I’ve fixed a number of coding errors for this exercise but cant seem to get around the NameError i keep getting regarding GlobalAveragePooling. The error message is below. Thanks for any help you may be able to provide.
in alpaca_model(image_shape, data_augmentation)
38 # use global avg pooling to summarize the info in each channel
39 nb_layers = len(base_model.layers)
—> 40 x = GlobalAveragePooling2D(x)
41 #include dropout with probability of 0.2 to avoid overfitting
42 x = tf.Keras.Droput(rate=0.2)(x)
NameError: name ‘GlobalAveragePooling2D’ is not defined
Thanks TMosh! I was indeed missing the prefix on both, however GlobalAvgPooling is still coming up as the source of my error. The error code is shown below.
in alpaca_model(image_shape, data_augmentation)

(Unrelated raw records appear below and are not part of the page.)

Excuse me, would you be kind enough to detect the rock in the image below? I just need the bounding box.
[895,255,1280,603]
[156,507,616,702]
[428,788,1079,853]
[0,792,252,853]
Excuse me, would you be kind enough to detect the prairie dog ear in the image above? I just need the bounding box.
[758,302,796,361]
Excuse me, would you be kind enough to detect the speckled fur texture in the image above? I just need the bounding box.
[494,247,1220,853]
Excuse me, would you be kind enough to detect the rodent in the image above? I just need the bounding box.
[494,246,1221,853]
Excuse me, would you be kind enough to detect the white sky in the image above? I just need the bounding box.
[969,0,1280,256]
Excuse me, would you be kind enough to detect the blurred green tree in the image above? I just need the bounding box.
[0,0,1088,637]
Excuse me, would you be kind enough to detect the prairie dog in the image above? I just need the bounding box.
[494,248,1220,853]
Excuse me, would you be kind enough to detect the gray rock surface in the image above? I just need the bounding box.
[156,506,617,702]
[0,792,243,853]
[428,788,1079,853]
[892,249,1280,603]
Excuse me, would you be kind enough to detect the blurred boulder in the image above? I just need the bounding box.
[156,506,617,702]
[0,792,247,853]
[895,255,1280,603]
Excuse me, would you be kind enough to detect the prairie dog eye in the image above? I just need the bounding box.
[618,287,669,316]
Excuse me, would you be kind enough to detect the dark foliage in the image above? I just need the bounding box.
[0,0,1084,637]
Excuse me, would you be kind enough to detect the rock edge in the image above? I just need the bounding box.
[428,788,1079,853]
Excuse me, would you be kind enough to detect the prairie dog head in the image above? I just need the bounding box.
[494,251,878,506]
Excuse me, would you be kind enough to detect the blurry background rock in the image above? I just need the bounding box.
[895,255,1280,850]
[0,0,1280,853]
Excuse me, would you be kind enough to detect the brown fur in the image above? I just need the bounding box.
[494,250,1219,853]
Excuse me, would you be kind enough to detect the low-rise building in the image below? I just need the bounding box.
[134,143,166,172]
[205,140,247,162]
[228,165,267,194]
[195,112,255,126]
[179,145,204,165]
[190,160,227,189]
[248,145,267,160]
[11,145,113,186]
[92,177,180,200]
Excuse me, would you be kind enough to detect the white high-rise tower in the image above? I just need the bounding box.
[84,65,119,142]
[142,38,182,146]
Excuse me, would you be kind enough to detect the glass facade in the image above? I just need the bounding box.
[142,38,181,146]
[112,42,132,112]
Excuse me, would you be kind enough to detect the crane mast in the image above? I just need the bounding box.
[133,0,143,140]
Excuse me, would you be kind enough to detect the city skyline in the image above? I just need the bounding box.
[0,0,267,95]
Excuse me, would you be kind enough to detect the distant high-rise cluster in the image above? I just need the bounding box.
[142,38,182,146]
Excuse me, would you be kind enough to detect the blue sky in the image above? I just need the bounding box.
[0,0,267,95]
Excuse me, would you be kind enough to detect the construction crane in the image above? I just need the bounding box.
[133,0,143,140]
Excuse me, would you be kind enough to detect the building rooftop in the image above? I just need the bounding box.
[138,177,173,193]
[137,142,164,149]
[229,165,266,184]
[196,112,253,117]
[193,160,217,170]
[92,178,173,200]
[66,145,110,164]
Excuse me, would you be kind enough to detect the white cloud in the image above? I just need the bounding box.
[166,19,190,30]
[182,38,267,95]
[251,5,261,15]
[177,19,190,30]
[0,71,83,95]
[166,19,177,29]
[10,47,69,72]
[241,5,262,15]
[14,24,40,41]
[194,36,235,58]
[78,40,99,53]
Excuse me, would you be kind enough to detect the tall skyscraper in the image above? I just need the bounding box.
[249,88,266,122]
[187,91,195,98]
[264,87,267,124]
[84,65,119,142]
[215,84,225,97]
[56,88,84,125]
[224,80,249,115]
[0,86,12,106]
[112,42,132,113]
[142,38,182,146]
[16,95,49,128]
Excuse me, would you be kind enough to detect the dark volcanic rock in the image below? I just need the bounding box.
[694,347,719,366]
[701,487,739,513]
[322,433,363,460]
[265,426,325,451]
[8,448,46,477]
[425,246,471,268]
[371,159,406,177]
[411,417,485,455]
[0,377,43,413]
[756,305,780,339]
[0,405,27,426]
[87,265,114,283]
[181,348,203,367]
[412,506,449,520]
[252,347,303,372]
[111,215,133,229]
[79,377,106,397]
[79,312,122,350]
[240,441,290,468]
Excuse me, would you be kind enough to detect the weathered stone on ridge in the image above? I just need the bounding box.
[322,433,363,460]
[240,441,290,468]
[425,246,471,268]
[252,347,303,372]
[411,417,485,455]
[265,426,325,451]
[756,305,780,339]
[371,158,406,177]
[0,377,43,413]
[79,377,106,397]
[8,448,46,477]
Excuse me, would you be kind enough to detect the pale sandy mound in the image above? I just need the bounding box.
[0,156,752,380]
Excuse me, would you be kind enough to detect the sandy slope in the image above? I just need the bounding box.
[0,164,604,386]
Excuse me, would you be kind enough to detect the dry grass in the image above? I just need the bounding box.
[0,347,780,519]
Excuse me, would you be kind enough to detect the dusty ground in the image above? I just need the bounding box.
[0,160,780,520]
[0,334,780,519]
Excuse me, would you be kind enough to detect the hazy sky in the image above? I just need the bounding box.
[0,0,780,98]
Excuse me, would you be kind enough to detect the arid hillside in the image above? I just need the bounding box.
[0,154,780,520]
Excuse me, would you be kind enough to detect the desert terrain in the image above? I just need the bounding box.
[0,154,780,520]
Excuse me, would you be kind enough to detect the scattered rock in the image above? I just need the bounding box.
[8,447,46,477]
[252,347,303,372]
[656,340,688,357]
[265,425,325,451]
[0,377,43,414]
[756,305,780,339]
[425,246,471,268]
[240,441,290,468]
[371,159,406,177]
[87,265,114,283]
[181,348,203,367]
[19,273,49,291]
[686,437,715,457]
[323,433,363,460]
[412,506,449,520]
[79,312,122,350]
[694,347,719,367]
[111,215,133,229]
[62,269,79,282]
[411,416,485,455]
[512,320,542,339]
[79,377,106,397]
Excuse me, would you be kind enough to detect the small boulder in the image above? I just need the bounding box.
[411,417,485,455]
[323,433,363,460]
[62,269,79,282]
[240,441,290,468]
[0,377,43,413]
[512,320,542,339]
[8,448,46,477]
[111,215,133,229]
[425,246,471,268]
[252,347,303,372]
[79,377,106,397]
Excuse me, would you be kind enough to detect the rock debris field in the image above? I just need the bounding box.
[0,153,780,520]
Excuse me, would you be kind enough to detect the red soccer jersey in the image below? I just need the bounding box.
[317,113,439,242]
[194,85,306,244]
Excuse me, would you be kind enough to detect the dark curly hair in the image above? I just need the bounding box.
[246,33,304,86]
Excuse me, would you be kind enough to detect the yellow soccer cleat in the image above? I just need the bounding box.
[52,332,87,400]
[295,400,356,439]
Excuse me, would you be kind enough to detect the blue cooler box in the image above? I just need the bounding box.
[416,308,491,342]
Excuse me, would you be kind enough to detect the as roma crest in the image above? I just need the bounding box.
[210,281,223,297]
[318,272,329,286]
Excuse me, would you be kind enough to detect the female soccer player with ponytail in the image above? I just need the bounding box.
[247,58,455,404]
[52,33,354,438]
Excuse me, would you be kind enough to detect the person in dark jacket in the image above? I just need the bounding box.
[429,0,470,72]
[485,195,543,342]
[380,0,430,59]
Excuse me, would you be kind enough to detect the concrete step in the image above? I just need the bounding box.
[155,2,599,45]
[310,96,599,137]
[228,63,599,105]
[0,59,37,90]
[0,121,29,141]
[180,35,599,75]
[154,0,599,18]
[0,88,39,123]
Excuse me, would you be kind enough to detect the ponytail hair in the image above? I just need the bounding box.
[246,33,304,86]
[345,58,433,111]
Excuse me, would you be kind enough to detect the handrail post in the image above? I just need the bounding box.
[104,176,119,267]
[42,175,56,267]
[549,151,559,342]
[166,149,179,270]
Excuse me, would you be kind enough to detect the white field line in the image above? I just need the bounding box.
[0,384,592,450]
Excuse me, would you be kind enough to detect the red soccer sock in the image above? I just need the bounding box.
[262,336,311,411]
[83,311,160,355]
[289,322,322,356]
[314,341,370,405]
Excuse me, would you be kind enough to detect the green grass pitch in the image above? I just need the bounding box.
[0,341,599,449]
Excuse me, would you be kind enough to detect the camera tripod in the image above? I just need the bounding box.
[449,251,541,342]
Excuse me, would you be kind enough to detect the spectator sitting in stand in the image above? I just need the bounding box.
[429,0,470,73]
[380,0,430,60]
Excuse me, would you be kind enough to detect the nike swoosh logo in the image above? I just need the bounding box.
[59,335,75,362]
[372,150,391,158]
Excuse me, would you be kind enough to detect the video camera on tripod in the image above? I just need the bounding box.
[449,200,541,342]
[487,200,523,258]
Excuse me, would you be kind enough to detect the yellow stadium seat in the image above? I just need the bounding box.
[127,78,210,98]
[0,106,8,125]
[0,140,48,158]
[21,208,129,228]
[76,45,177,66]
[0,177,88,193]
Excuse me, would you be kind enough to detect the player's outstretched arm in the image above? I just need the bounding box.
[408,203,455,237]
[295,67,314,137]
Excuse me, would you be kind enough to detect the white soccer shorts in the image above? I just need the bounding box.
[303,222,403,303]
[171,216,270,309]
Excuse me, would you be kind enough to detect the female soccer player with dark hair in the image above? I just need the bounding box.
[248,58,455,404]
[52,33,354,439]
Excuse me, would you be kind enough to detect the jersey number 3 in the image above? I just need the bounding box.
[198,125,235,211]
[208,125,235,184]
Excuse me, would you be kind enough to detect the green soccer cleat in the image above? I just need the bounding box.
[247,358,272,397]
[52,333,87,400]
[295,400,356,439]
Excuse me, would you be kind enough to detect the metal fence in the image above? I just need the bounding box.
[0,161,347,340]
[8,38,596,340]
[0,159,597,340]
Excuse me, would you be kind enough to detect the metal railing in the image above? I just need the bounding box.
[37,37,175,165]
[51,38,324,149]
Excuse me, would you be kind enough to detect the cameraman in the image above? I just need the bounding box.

38 # use global avg pooling to summarize the info in each channel
39 nb_layers = len(base_model.layers)
—> 40 x = tfl.GlobalAveragePooling2D(x)
41 #include dropout with probability of 0.2 to avoid overfitting
42 x = tfl.Keras.Droput(rate=0.2)(x)
/opt/conda/lib/python3.7/site-packages/tensorflow/python/keras/utils/conv_utils.py in normalize_data_format(value)
190 if value is None:
191 value = backend.image_data_format()
→ 192 data_format = value.lower()
193 if data_format not in {‘channels_first’, ‘channels_last’}:
194 raise ValueError('The data_format argument must be one of ’
AttributeError: ‘Tensor’ object has no attribute ‘lower’
Great! Yes, there was a problem in how you invoked the GlobalPooling function. You need two steps: define the function and then invoke it. You only did one of those two steps.